I’ve started and shelved at least three bad novels.
Believe me, they needed to be shelved.
At about a third of the way into each of these doomed creations, the idea of spending hours just making things up, struck panic to my core. “These are your busy years”, said a voice that sounded akin to my hardworking, stoic grandmother, “You need to do something a bit more useful than daydreaming.”
The amount of hours that I need to glue my bum to the seat in order to produce a novel feels at odds with the demands of my single parent lifestyle. I’m sure that if I was destined to be a Doris Lessing type novelist, my teenagers demands for food, acne lotion (R395, for god’s sake) etc., would not deter me from shelving my kids rather than my novel and pitting my imagination against the blank page for interminable hours.
But honestly right now, I just don’t have it in me. I’ve relegated my desire to write a novel to a more distant, and hopefully less financially constrained, future. Like you do when you put off that trip to Venice until the kids have finished college. I draw succour from the likes of Annie Prolux who wrote books about paving driveways until she wrote the astonishing Pulitzer winning “The Shipping News.”

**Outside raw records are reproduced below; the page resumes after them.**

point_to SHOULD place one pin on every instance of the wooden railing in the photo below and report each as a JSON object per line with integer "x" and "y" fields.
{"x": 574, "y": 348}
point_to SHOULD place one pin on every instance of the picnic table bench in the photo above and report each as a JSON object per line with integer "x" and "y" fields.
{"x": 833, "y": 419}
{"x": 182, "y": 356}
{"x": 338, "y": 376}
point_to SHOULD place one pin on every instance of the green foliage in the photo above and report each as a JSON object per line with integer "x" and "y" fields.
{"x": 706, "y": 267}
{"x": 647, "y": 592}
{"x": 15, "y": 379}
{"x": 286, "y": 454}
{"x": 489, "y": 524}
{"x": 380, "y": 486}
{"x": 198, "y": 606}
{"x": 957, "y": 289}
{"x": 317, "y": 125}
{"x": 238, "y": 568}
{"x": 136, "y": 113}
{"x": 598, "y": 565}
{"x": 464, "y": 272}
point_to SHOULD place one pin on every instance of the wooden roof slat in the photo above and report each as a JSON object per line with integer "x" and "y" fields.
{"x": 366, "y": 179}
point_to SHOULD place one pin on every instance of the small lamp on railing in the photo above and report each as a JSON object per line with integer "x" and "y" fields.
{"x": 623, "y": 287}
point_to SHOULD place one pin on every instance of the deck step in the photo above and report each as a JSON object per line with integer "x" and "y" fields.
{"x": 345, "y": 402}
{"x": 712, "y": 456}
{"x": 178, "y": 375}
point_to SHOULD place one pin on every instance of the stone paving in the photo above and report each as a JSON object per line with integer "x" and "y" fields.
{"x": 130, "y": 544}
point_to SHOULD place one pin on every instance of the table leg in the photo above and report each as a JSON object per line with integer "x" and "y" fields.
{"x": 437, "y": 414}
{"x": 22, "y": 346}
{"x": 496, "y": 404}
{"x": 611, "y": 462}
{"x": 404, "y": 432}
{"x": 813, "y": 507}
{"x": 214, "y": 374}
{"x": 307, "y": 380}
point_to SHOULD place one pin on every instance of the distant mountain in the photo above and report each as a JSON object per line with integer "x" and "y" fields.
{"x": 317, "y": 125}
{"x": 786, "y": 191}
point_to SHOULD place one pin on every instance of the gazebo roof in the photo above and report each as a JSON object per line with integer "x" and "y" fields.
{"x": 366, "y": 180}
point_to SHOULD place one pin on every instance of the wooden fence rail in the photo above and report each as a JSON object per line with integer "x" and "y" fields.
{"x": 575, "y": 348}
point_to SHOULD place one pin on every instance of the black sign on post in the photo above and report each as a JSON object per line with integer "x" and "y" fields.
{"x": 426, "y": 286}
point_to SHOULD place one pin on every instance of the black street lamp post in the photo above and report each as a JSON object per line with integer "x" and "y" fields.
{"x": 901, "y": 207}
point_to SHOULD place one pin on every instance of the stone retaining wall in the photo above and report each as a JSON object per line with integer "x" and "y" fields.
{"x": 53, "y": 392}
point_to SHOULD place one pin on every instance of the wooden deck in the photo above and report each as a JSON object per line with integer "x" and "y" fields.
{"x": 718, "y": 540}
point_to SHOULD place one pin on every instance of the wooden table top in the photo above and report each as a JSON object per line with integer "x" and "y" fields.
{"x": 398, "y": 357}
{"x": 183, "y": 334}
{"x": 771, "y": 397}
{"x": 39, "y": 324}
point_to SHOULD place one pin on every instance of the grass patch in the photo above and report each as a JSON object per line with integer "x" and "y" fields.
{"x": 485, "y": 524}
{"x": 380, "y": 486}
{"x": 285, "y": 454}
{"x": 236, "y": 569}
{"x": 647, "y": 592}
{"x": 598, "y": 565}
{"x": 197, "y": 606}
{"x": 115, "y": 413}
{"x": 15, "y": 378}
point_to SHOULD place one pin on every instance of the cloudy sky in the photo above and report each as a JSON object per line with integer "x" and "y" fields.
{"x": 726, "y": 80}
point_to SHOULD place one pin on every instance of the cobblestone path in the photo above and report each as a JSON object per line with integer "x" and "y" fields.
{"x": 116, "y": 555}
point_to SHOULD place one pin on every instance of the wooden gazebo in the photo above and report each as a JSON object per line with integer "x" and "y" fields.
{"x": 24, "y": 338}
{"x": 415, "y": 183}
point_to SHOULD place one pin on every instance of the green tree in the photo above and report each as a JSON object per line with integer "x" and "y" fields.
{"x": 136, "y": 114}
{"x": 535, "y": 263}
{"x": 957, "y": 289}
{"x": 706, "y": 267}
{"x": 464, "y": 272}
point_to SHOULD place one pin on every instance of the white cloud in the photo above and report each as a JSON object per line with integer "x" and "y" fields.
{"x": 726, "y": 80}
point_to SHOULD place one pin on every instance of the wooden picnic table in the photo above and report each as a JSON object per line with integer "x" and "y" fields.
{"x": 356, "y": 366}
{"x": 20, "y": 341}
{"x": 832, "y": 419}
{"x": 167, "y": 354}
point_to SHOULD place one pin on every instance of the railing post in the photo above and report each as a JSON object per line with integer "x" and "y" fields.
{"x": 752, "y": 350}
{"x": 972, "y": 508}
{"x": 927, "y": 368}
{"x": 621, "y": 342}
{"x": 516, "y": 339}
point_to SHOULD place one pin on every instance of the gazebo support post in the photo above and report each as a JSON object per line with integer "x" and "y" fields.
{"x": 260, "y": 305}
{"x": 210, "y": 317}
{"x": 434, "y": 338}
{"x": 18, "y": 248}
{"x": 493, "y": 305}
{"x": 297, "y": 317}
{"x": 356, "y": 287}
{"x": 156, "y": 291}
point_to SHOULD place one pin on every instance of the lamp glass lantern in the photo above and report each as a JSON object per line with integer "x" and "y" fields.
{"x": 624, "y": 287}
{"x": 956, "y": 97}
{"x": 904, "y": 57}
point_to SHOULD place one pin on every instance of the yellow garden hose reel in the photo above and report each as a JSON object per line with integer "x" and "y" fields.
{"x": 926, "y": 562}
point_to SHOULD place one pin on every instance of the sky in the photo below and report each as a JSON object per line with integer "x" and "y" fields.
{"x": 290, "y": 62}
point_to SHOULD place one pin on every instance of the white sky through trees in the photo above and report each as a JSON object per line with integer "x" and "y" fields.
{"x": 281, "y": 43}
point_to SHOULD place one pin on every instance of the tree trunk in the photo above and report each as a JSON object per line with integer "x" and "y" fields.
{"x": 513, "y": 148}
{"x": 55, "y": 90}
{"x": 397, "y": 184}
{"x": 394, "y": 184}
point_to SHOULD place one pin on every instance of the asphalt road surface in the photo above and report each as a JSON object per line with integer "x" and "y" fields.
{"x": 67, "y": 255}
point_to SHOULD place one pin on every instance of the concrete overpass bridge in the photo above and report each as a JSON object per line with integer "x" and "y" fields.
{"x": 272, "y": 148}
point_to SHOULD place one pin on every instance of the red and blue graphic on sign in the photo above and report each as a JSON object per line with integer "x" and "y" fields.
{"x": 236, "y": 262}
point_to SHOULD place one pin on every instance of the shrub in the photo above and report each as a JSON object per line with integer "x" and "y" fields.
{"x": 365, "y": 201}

Meanwhile, I love my new job as a lecturer at City Varsity. Creative writing is part of the curriculum that I teach and while tweaking the course, I decided to spend 6 months preparing my students for their final assessment, which is a short, 3-5 000 word story.
For fun, I’m adapting this to a 6 week course for adults (including myself) who are interested in writing a short story.
I started my short story research with Raymond Carver.
What Carver wrote the introduction to his short story collection, Where I’m Calling From, gave me inspiration to try writing in this form. He wrote, with candour, that he chose the short story form because he didn’t have time to write longer fiction. The need to provide for a family, and sustain a heavy drinking habit, left him with insufficient time to write a novel. He described how he loved to sit down and finish a story in one session.
given that i can’t manage the indefinite commitment required for a novel, maybe I can dedicate one day to writing and finishing a short Sunday.
Since fiction is my religion, I have decided to dedicate Sunday’s to writing a short story.
I’m starting this Sunday and have no idea where this will lead.
If anyone wants to join me, welcome.